Nous pensons que, même si l’opinion publique est forte, cette idée est une fausse bonne idée. En effet, si les députés ont supprimé la référence à la contraception, cette évolution n’est pas de nature à lever les doutes, déjà émis par le Sénat, sur la pertinence de la constitutionnalisation du droit à l’IVG.
Le 19 octobre dernier, notre assemblée a rejeté une proposition de loi similaire présentée par le groupe Écologiste - Solidarité et Territoires. La majorité sénatoriale avait déjà jugé que la protection juridique du droit à l’IVG était très solide.
Comme vous le savez, l’IVG est inscrite à l’article L. 2212-1 du code de la santé publique, selon lequel « la femme enceinte qui ne veut pas poursuivre une grossesse peut demander à un médecin ou à une sage-femme l’interruption de sa grossesse […] ».

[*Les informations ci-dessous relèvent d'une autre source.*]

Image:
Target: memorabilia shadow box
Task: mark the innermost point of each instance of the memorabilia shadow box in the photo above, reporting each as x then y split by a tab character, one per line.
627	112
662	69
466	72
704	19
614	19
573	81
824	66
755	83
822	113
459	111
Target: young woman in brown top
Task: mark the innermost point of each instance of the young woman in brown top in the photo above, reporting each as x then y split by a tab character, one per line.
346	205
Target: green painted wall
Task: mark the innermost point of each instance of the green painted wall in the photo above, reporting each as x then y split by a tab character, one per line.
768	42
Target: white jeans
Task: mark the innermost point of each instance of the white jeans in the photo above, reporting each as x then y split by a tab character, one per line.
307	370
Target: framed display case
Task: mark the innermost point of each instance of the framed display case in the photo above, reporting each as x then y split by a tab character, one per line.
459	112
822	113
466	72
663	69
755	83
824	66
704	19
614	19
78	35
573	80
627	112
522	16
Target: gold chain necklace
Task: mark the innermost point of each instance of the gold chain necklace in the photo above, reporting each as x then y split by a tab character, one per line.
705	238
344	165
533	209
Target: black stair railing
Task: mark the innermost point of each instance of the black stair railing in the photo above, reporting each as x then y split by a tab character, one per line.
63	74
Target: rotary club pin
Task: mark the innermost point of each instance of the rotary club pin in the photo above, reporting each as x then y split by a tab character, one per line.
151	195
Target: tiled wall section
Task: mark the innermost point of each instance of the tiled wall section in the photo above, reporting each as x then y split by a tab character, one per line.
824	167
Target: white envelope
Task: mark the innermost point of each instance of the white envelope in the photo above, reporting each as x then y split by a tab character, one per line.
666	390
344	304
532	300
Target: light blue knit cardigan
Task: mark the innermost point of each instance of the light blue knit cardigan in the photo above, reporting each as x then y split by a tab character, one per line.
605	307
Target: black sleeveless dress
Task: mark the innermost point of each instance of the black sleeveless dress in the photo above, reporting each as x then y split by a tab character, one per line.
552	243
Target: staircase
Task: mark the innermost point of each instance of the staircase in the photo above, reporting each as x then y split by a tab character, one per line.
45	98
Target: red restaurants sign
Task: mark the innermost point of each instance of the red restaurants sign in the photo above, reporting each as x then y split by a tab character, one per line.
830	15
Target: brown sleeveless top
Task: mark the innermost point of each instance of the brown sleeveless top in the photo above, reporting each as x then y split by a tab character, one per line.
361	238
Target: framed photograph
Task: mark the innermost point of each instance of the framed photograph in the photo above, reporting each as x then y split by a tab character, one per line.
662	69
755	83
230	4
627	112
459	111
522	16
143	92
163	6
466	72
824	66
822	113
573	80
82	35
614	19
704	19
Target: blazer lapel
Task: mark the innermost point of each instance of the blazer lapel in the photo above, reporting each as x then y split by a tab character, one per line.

La liberté de la femme d’avorter est, aujourd’hui, pleinement protégée par la loi du 17 janvier 1975 portée par Simone Veil, loi qui fait désormais partie intégrante de notre patrimoine juridique, et à laquelle le Sénat s’est toujours montré fortement attaché.
L’accès à l’IVG n’a jamais cessé d’être conforté par le législateur : allongements successifs des délais, élargissement des praticiens pratiquant des IVG, amélioration de la prise en charge financière, suppression du critère de « situation de détresse » ou encore du délai de réflexion préalable.
Certes, le Conseil constitutionnel n’a jamais consacré de droit constitutionnel à l’avortement, mais il l’a toujours jugé conforme à la Constitution, les quatre fois où il s’est prononcé sur le sujet : en 1975, en 2001, en 2014 et en 2016.
Le Conseil constitutionnel, peu importe le contexte ou l’époque, n’a donc jamais remis en question ce droit fondamental des femmes.
Depuis sa décision du 27 juin 2001, il rattache le droit à l’IVG au principe général de la liberté de la femme découlant de l’article II de la Déclaration des droits de l’homme et du citoyen de 1789, qu’il concilie avec le principe de sauvegarde de la dignité de la personne humaine contre toute forme de dégradation.
La jurisprudence établie du Conseil constitutionnel offre d’ores et déjà une protection forte de cette liberté de la femme.
Dès lors, existe-t-il un réel danger de remise en cause de l’IVG en France ? Aucun groupe politique n’a jamais indiqué vouloir remettre en cause ce principe : il n’est donc pas crédible de soutenir que ce droit est menacé en France, de la même manière qu’aux États-Unis ou dans d’autres pays de l’Union européenne.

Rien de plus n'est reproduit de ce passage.